Brain activation detection by modified neighborhood one-class SVM on fMRI data

Abstract

Abstract The one-class support vector machine (OC-SVM) is a data-driven machine learning method that has been applied as a novel technique for brain activation detection. Several researchers have obtained positive preliminary results using OC-SVMs. Nevertheless, existing algorithms are either too complicated or oversimplified and their performance needs to be further improved. In this study, a modified neighborhood one-class support vector machine (MNOC-SVM) algorithm is proposed to detect brain functional activation on functional magnetic resonance imaging (fMRI) data. This method is based on two basic assumptions: (a) For task-related fMRI data, time series of only a few voxels are related to a particular functional activity or functional area, and these voxels should be identified as activated voxels, i.e., the outliers.

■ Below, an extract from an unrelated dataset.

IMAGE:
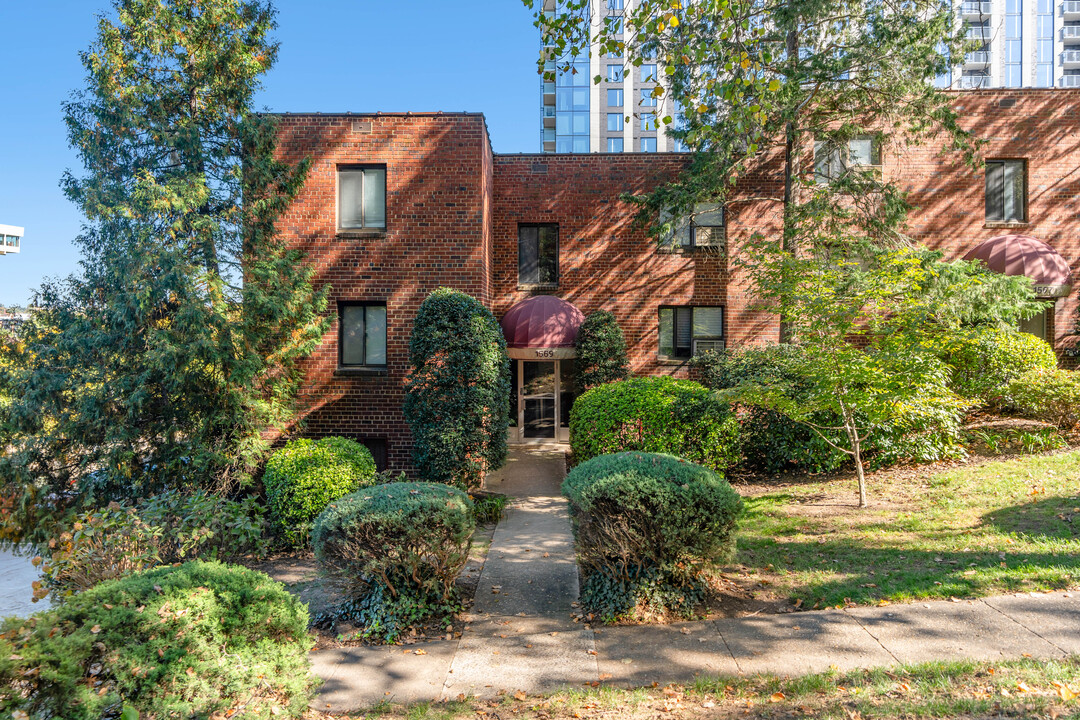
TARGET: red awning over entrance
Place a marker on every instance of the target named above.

In contrast, for resting-state fMRI data, only a small number of voxels are unrelated to any resting-state functional networks. These voxels should instead be taken as non-activated voxels, i.e., the outliers. (b) Close voxels have similarly activated or non-activated states. To improve detection accuracy, we apply the following features to each voxel: the RV coefficient between each voxel and its 26 neighborhood voxels (or fewer than 26 for voxels on the edge of the brain), a flag for isolated voxels and a flag for isolated areas. For both task-related and resting-state fMRI data, our MNOC-SVM method effectively detects activated functional areas in the whole brain.